Charles van Onselen holds a B.Sc. and U.E.D. from Rhodes University, a B.A. Hons. (Wits), a D.Phil. from Oxford University and a D.Lit.(Honoris Causa) from Rhodes University.  He is the author of articles in leading international journals devoted to historical studies including the American Historical Review, Annales, The Historical Journal and Past and Present,  History Workshop Journal and the  Law and History Review.

Book authored by him include Chibaro: African Mine Labour in Southern Rhodesia 1900-1933 (London 1976);  New Babylon and New Nineveh:  Studies in the Social and Economic History of the Witwatersrand, 1886-1914 (London and New York City 1982, reprinted, Johannesburg 2001); The Seed is Mine:  The Life of Kas Maine, A South African Sharecropper, 1894-1985 (London, Johannesburg and New York 1996); The Small Matter of a Horse:  The Life of ‘Nongoloza’ Mathebula, 1867-1948 (first published in Johannesburg 1984 and republished in Pretoria 2008); The Fox and the Flies; The World of Joseph Silver, Racketeer and Psychopath (London, Johannesburg and New York, 2007); and Masked Raiders:  Irish Banditry in Southern Africa 1880-1899 (Cape Town, 2010).

Recent publications include Showdown at the Red Lion: The Life and Times of Jack McLoughlin (Jonathan Ball, 2015); The Cowboy Capitalist: John Hays Hammond, The American West, and the Jameson Raid (Jonathan Ball, 2017) and The Night Trains - Moving Mozambican Miners to and From the Witwatersrand Mines, 1902-1955 (Jonathan Ball, 2019). 

He has been the recipient of the Trevor Reese Memorial Prize for Commonwealth and Imperial History (1984) as well as the Sunday Times (Johannesburg) Alan Paton prize for non-fiction (1997) and the Herskovitz Prize of the African Studies Association of America (1997).  The Fox and the Flies was short listed for the Alan Paton Prize (2008) and the Bill Venter Literary Award (2010).

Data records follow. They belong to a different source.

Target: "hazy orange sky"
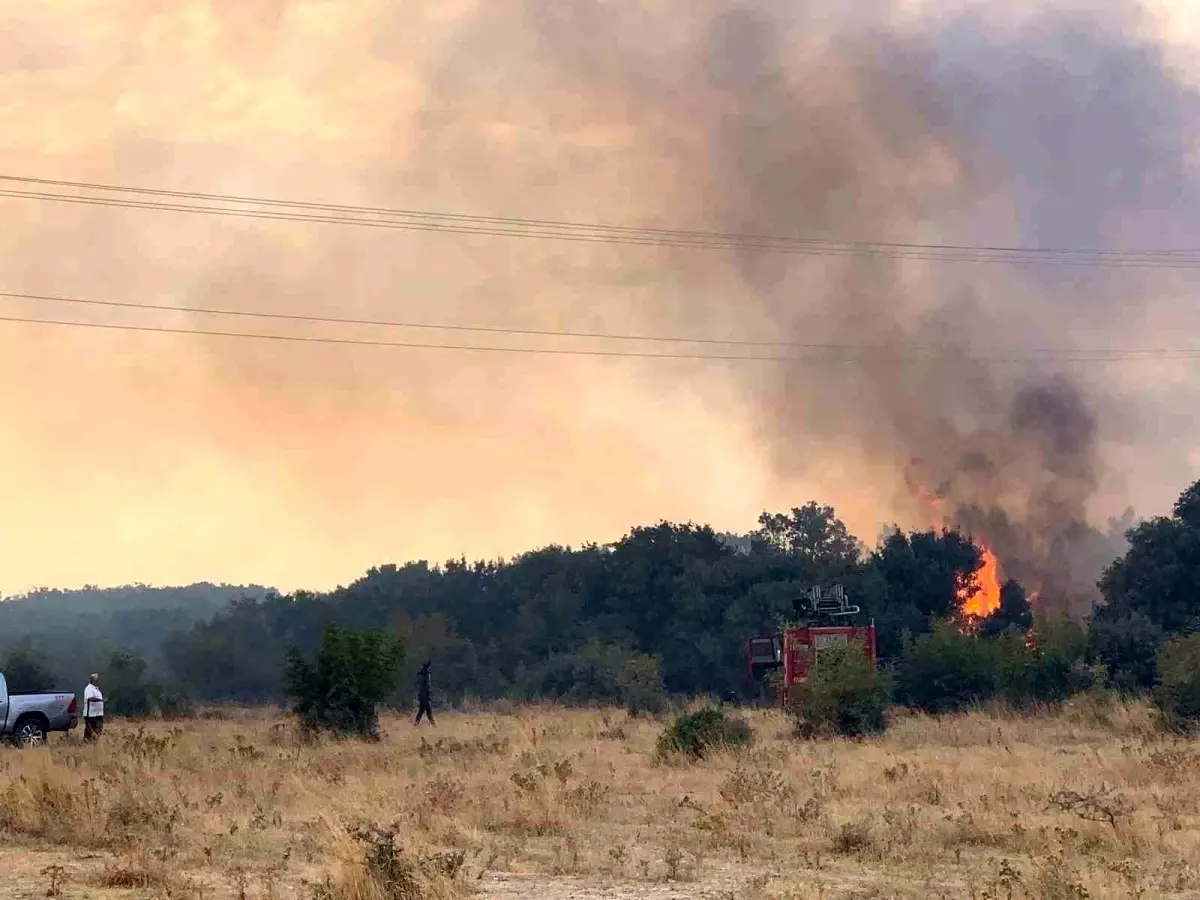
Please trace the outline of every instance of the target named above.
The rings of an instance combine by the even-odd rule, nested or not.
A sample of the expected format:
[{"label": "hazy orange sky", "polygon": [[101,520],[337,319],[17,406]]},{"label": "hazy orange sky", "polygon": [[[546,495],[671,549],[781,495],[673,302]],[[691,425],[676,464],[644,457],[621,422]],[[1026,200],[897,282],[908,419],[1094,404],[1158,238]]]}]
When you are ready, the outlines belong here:
[{"label": "hazy orange sky", "polygon": [[[631,2],[653,25],[637,59],[654,59],[654,41],[664,54],[701,41],[706,17],[727,5]],[[713,120],[718,101],[678,91],[677,106],[642,106],[619,77],[607,79],[602,43],[595,60],[580,64],[590,66],[586,88],[570,65],[542,68],[544,54],[571,53],[548,52],[546,36],[587,30],[588,8],[604,4],[563,4],[576,18],[550,24],[530,22],[529,6],[514,4],[509,14],[506,4],[485,8],[482,0],[0,0],[0,174],[709,224],[686,161],[703,154],[706,132],[694,122]],[[952,6],[965,8],[872,8],[887,12],[892,28],[919,31]],[[1014,20],[1024,14],[1019,6],[1009,11]],[[1183,66],[1194,23],[1171,14],[1164,7],[1156,16],[1166,18],[1142,25],[1147,36],[1178,44],[1170,53],[1182,82],[1192,77]],[[829,25],[833,34],[838,28]],[[817,53],[821,40],[812,34],[812,47],[793,49]],[[476,46],[491,49],[479,58]],[[854,98],[836,80],[823,89],[832,109],[846,104],[830,121],[853,119]],[[955,166],[935,148],[920,166],[887,172],[925,191],[958,178]],[[804,226],[800,215],[793,232]],[[953,226],[922,228],[908,239],[937,239]],[[718,253],[680,266],[672,254],[637,247],[7,198],[0,198],[0,290],[779,337],[778,317]],[[1172,329],[1194,322],[1176,312],[1146,310],[1124,336],[1178,343]],[[17,300],[4,301],[0,314],[229,325]],[[414,338],[350,326],[319,334]],[[778,446],[762,440],[760,395],[772,377],[769,364],[294,346],[0,323],[0,592],[198,580],[324,588],[384,562],[611,540],[664,517],[745,530],[763,509],[818,499],[874,540],[886,522],[911,512],[896,500],[902,473],[853,440],[822,433],[798,448],[804,458],[796,466],[779,464]],[[1122,384],[1147,403],[1196,386],[1190,364],[1142,368]],[[1180,434],[1190,433],[1180,428],[1170,456],[1114,449],[1110,460],[1121,464],[1105,482],[1106,510],[1135,503],[1156,511],[1170,502],[1200,462],[1187,440],[1180,445]]]}]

In 2002 and 2009 he was accorded an ‘A’ rating as a social scientist by the National Research Foundation of South Africa. This rating was reconfirmed in 2009. He has also been a Visiting Fellow at Yale University (1978), Smuts Visiting Fellow, Churchill College Cambridge (1989),  Visiting Professor at the Ecole de Hautes Etudes en Sciences Sociales in Paris (1991), at Magdalen College, Oxford (2005);  and the Stellenbosch Institute for Advanced Study (2007).  In 1998 he was elected a member of the Royal Society of South Africa and, in 2012, invited to be the inaugural Oppenheimer Fellow in the W.E.B Du Bois Institute for African and African-American Studies at Harvard University.

Charles van Onselen has been a Research Professor in the Faculty of Humanities at the University of Pretoria since 1999.

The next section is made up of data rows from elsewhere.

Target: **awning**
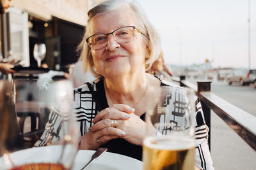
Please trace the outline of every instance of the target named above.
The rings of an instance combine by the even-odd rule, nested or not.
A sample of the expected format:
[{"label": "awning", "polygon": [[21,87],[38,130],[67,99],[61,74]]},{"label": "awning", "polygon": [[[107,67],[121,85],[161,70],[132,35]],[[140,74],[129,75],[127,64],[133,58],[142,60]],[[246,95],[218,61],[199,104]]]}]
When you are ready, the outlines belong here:
[{"label": "awning", "polygon": [[13,0],[11,4],[42,20],[51,20],[54,16],[81,25],[86,24],[87,1]]}]

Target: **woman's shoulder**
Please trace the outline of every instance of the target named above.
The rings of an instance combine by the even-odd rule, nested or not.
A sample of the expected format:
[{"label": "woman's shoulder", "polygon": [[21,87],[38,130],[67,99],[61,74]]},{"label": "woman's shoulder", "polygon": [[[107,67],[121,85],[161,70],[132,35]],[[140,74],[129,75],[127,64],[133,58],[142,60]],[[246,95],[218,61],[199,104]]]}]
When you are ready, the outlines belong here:
[{"label": "woman's shoulder", "polygon": [[88,85],[93,87],[94,89],[94,87],[96,86],[96,84],[98,83],[101,80],[102,80],[102,78],[97,77],[95,80],[93,80],[91,81],[84,83],[84,84],[83,84],[77,88],[75,88],[74,89],[74,91],[81,91],[81,90],[89,90]]}]

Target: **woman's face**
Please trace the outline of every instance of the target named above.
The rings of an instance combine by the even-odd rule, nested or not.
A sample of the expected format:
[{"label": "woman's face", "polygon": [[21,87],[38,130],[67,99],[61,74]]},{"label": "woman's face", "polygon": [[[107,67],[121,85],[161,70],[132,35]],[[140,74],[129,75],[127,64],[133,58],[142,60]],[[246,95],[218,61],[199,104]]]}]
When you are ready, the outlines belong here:
[{"label": "woman's face", "polygon": [[[90,20],[90,35],[109,33],[124,26],[137,26],[133,12],[127,7],[94,16]],[[108,36],[106,48],[92,50],[97,71],[106,78],[116,78],[134,73],[145,73],[146,44],[143,36],[134,31],[134,39],[118,43],[111,34]]]}]

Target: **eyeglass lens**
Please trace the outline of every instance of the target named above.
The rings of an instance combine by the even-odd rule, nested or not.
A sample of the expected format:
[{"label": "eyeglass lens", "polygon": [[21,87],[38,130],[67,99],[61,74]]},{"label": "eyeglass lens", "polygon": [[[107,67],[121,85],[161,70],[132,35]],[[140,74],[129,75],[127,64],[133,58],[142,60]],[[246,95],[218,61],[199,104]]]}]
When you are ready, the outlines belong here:
[{"label": "eyeglass lens", "polygon": [[88,39],[89,45],[93,50],[99,50],[107,46],[108,36],[112,34],[118,43],[128,43],[133,39],[134,27],[121,27],[111,33],[95,34]]}]

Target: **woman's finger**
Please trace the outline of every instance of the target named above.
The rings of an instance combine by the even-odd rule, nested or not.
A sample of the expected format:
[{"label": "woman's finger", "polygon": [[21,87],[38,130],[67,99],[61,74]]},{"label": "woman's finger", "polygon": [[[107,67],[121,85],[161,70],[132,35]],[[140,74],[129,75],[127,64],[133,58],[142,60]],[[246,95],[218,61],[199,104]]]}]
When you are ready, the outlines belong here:
[{"label": "woman's finger", "polygon": [[97,139],[108,135],[116,136],[117,137],[123,137],[125,135],[125,132],[124,131],[112,127],[105,127],[103,129],[97,131],[95,133],[97,136]]},{"label": "woman's finger", "polygon": [[100,120],[105,118],[127,120],[130,117],[130,113],[124,112],[115,108],[108,108],[97,114],[92,122],[95,124]]},{"label": "woman's finger", "polygon": [[97,139],[97,141],[98,143],[106,143],[110,140],[114,139],[117,139],[118,138],[118,136],[113,136],[113,135],[106,135],[106,136],[103,136],[102,137],[100,137]]},{"label": "woman's finger", "polygon": [[[116,127],[122,120],[115,120],[115,121],[116,121],[116,124],[115,124],[115,127]],[[110,118],[104,118],[101,120],[100,121],[99,121],[98,122],[89,127],[89,131],[94,132],[100,129],[103,129],[104,128],[107,127],[111,127],[111,120]]]}]

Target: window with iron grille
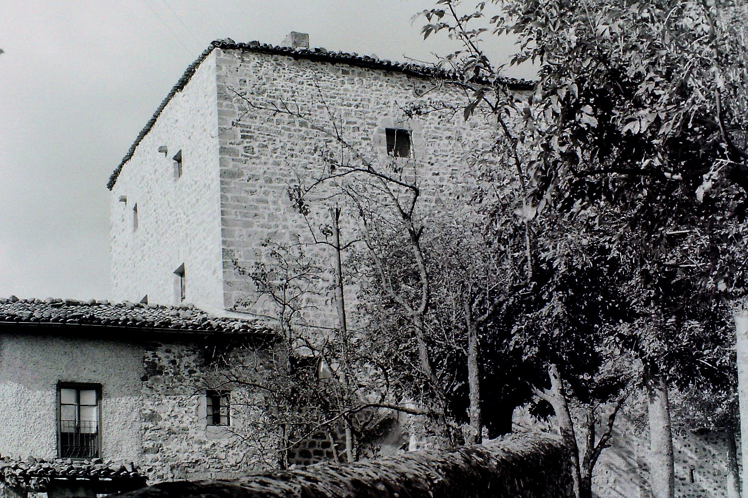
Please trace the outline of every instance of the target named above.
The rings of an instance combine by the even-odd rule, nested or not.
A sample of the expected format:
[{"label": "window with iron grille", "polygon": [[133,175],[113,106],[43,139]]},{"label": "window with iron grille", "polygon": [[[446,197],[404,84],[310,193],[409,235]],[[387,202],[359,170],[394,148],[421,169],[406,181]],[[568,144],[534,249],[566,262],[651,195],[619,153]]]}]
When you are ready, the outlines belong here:
[{"label": "window with iron grille", "polygon": [[101,456],[101,385],[58,384],[58,455],[62,458]]},{"label": "window with iron grille", "polygon": [[205,413],[209,426],[231,425],[231,399],[227,390],[206,390]]},{"label": "window with iron grille", "polygon": [[400,128],[386,128],[387,153],[396,158],[411,155],[411,131]]}]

As of 2023, Professor van Onselen was working to complete a trilogy of works on the historical relationship between anglophone, capitalist, industrial, urbanized, Protestant South Africa and commercial, rural, lusophone, Catholic Mozambique between c. 1866 and 1975. Vol. 1 – ‘The Makings of an African Tragedy’ documents aspects of the economic history of the two countries. Vol. 11 – ‘Through the Turnstiles of the Mind’ – uses case studies of South African tourism in Mozambique and the rise and fall of Lourenço Marques Radio to illustrate ways in which whites on the Highveld experienced the freedoms of the neighbouring country. Vol 111 – ‘The Quest for Wealth without Work’ – is a history of the South African white working-class’s engagement with the Lourenço Marques Lottery – between c. 1914 and 1963.

This trilogy is scheduled to be published by Jonathan Ball Publishers, of Cape Town and Johannesburg, as a boxed set, in March 2023.